Se ela estava íntegra: Bet Hilel diz: ela protege tudo. Bet Shamai diz: ela não protege senão os alimentos, os líquidos e os vasos de barro. Bet Hilel voltou a ensinar segundo as palavras de Bet Shamai.
Esta mishná trata do caso inverso ao da anterior: a mesma panela colocada sobre a arubá, mas agora íntegra, sem perfuração alguma. Bet Hilel, mantendo a posição de que um vaso íntegro colocado sobre uma abertura funciona como uma tampa hermeticamente fechada (tzamid patil), sustenta que ela protege tudo o que está no sótão contra a impureza que sobe da casa. Bet Shamai, porém, aplica a esta panela o mesmo raciocínio que aplicam a qualquer vaso de barro hermeticamente fechado colocado dentro de uma tenda sobre um morto: tal vaso só protege alimentos, líquidos e outros vasos de barro em seu interior, mas não protege vasos de outros materiais — madeira, metal, vidro — que estejam junto a ele no mesmo sótão.
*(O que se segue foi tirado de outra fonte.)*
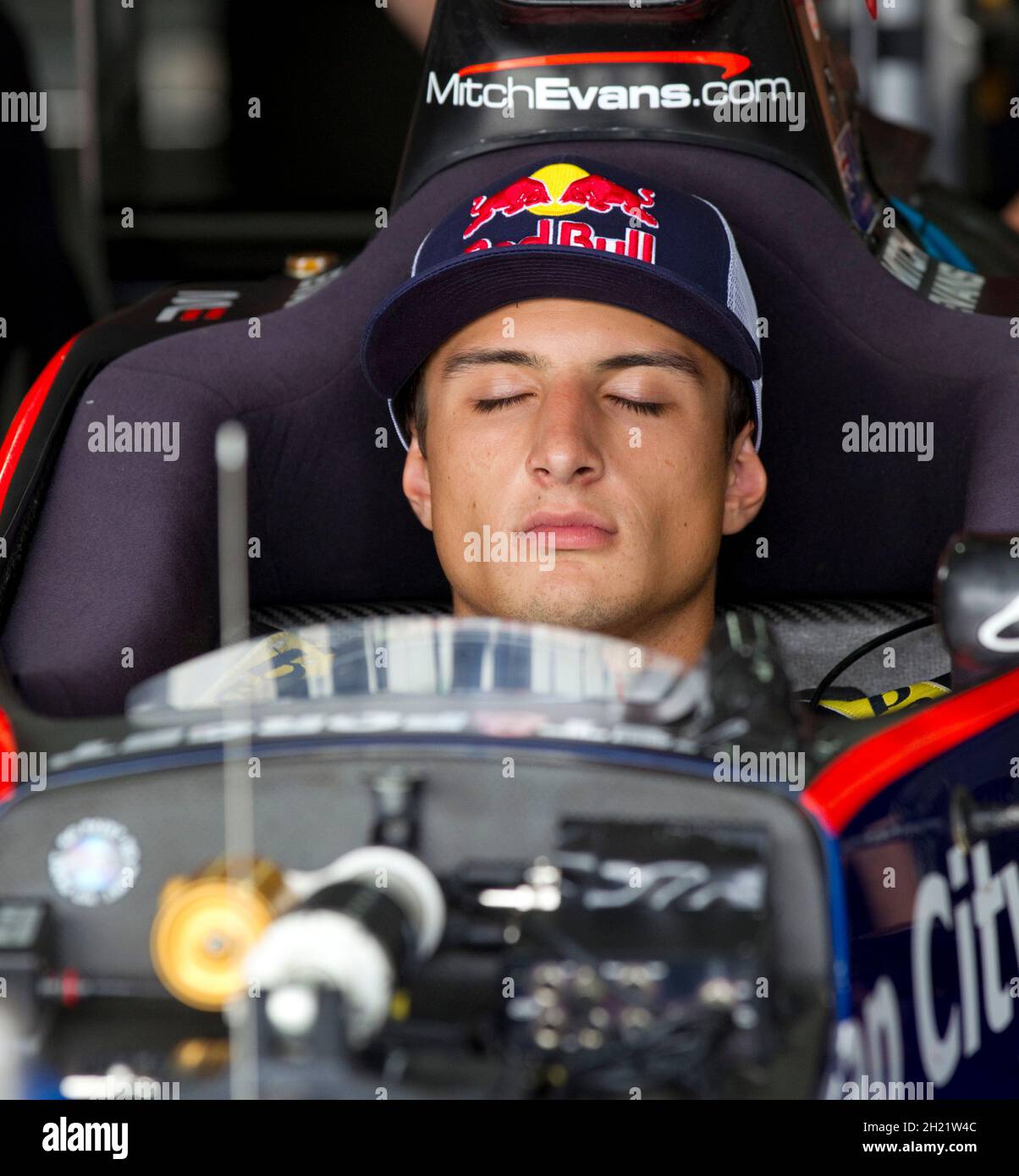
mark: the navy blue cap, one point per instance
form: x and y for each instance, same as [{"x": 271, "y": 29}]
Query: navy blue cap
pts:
[{"x": 569, "y": 231}]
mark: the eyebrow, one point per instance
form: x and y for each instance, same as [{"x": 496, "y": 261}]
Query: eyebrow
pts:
[{"x": 671, "y": 361}]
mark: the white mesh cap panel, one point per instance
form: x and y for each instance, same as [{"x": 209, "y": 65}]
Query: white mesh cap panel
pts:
[{"x": 744, "y": 306}]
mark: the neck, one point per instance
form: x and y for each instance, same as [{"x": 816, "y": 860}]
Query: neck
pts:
[{"x": 681, "y": 632}]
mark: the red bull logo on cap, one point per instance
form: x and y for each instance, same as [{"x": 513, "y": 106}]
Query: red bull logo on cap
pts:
[{"x": 560, "y": 190}]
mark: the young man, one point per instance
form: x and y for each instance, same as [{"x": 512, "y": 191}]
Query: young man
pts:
[{"x": 593, "y": 385}]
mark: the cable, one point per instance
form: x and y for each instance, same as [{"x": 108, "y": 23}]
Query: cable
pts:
[{"x": 901, "y": 632}]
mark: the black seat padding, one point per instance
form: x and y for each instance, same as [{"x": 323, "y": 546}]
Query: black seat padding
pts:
[{"x": 125, "y": 552}]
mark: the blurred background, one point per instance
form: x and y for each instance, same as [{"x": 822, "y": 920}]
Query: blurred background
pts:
[{"x": 148, "y": 111}]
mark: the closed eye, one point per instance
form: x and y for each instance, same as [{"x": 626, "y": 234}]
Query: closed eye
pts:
[{"x": 647, "y": 407}]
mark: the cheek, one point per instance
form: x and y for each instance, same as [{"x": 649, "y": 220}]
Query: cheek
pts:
[
  {"x": 465, "y": 494},
  {"x": 684, "y": 491}
]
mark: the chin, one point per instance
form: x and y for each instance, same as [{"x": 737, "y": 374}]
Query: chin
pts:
[{"x": 561, "y": 606}]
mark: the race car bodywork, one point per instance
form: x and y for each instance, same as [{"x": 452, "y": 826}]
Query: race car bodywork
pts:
[{"x": 822, "y": 909}]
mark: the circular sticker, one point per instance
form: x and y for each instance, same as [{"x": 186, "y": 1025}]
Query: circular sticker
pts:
[{"x": 94, "y": 862}]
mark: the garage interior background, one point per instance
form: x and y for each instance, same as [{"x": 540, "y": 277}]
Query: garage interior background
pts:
[{"x": 147, "y": 108}]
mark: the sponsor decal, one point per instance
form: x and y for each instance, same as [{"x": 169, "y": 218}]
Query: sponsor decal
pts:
[
  {"x": 564, "y": 92},
  {"x": 198, "y": 306},
  {"x": 873, "y": 1045},
  {"x": 855, "y": 184},
  {"x": 557, "y": 192}
]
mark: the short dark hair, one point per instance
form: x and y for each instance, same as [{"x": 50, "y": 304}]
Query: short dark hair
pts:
[{"x": 410, "y": 407}]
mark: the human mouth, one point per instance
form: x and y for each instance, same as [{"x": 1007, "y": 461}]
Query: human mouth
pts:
[{"x": 573, "y": 531}]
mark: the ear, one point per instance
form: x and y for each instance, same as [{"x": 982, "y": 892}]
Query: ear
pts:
[
  {"x": 416, "y": 483},
  {"x": 746, "y": 485}
]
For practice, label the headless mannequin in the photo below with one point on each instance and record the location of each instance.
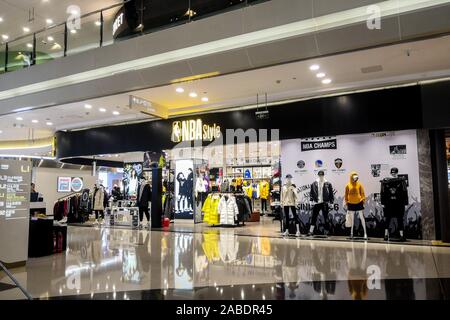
(360, 213)
(394, 174)
(320, 204)
(289, 205)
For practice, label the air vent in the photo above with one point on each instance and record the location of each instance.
(372, 69)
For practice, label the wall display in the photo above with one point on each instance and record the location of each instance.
(15, 179)
(184, 189)
(132, 172)
(371, 156)
(64, 184)
(77, 184)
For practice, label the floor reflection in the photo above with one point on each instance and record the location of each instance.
(108, 263)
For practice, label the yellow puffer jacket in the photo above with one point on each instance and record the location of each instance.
(211, 210)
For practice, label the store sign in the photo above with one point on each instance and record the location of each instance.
(70, 184)
(328, 144)
(148, 107)
(118, 22)
(191, 130)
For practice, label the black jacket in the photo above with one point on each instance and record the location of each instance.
(394, 192)
(142, 201)
(328, 195)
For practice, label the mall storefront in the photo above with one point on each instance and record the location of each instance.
(230, 168)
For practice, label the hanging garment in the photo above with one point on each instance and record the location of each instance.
(99, 197)
(255, 191)
(228, 210)
(264, 189)
(211, 209)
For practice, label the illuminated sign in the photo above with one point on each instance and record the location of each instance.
(148, 107)
(117, 23)
(190, 130)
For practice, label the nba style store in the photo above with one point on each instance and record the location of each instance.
(350, 167)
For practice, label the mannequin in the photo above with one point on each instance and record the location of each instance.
(99, 199)
(394, 198)
(144, 196)
(354, 201)
(289, 203)
(320, 196)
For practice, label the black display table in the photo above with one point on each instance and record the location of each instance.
(44, 238)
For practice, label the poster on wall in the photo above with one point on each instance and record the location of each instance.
(64, 184)
(371, 156)
(132, 172)
(184, 189)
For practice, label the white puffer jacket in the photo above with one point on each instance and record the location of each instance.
(228, 210)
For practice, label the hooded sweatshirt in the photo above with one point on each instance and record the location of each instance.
(354, 191)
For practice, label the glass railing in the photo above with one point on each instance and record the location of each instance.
(122, 21)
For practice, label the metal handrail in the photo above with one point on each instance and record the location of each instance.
(18, 285)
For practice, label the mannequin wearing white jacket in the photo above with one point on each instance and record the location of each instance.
(228, 210)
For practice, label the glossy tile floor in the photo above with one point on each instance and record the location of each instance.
(113, 263)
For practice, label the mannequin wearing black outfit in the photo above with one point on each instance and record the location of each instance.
(144, 196)
(394, 198)
(321, 195)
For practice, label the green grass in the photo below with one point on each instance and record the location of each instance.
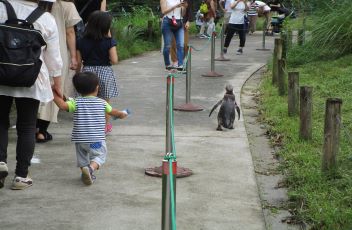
(323, 201)
(131, 32)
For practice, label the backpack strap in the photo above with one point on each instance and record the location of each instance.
(11, 15)
(34, 15)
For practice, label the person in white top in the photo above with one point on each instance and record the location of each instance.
(66, 16)
(226, 8)
(252, 15)
(27, 99)
(264, 10)
(236, 24)
(173, 12)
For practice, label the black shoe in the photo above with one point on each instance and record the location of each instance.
(3, 173)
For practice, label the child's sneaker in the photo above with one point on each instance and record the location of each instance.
(20, 183)
(239, 52)
(108, 128)
(87, 175)
(4, 171)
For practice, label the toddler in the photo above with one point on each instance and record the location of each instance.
(88, 123)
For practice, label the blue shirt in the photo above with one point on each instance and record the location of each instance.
(95, 53)
(88, 118)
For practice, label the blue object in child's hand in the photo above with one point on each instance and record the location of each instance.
(127, 111)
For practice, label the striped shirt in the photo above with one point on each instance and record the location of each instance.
(252, 11)
(88, 118)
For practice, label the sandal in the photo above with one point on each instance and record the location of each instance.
(47, 137)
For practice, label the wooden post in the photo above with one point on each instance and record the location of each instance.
(276, 56)
(293, 93)
(331, 134)
(150, 30)
(289, 39)
(281, 76)
(284, 37)
(306, 107)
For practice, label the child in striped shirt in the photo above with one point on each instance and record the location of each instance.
(88, 131)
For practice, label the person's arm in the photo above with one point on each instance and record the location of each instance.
(234, 4)
(222, 5)
(103, 5)
(71, 45)
(60, 102)
(213, 7)
(79, 61)
(165, 10)
(246, 5)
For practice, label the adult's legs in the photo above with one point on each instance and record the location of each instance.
(27, 109)
(6, 103)
(230, 32)
(202, 28)
(42, 135)
(211, 26)
(179, 37)
(241, 33)
(252, 23)
(173, 46)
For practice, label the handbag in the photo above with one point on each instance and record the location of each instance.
(174, 23)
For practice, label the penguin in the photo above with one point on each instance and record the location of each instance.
(227, 111)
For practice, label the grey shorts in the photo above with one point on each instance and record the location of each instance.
(87, 152)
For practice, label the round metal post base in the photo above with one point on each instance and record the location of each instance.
(212, 74)
(222, 58)
(188, 107)
(157, 172)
A mishná então registra um fato notável na história da halachá: Bet Hilel, que originalmente discordava de Bet Shamai neste ponto, acabou por mudar de posição e passou a ensinar de acordo com as palavras de Bet Shamai. O relato mais detalhado dessa mudança de opinião — incluindo o diálogo entre as duas escolas — é registrado na versão paralela desta mishná (Eduyot 1:14) e é citado por alguns dos mefarshim.
Sobre “protege tudo”: quer dizer, tudo o que está naquele sótão é puro, pois a panela íntegra interpôs-se diante da impureza. E Bet Shamai dizem que tudo o que está no sótão é comparável às coisas que estão em um vaso circundado por uma tampa hermética [tzamid patil] e colocado dentro da tenda do morto; e essa panela, e tudo o que está no sótão, são comparáveis às coisas que estão em um vaso de barro circundado por tampa hermética e colocado na tenda do morto, que só protege alimentos, líquidos e vasos de barro. Por isso, se havia naquele sótão alimentos, líquidos e vasos de barro, eles são puros; e o que está além disso é impuro. Esta é a posição de Bet Shamai quanto ao vaso de barro circundado por tampa hermética e colocado na tenda do morto: que ele só protege alimentos, líquidos e vasos de barro. E Bet Hilel dizem que ele protege tudo; por isso disseram aqui, quanto à panela, que ela protege tudo o que está no sótão. Mas Bet Hilel já voltaram atrás para a opinião de Bet Shamai quanto ao vaso de barro circundado por tampa hermética; e por isso voltaram atrás aqui quanto a tudo o que está no sótão — e esta panela protegerá tudo o que está no sótão apenas por obstruir o orifício, ainda que não haja ali uma tampa hermética ao seu redor, por se interpor entre uma tenda e outra. E este princípio está explicado no Sifrê, quando dizem: “vasos protegem por tampa hermética na tenda do morto, e tendas protegem por cobertura”. E guarda este princípio em tudo o que te chegar neste capítulo e fora dele. E já explicamos a razão da divergência entre Bet Shamai e Bet Hilel quanto a este vaso de barro na última halachá do primeiro capítulo de Eduyot, e no décimo de Kelim, e ali esclarecemos todo este princípio.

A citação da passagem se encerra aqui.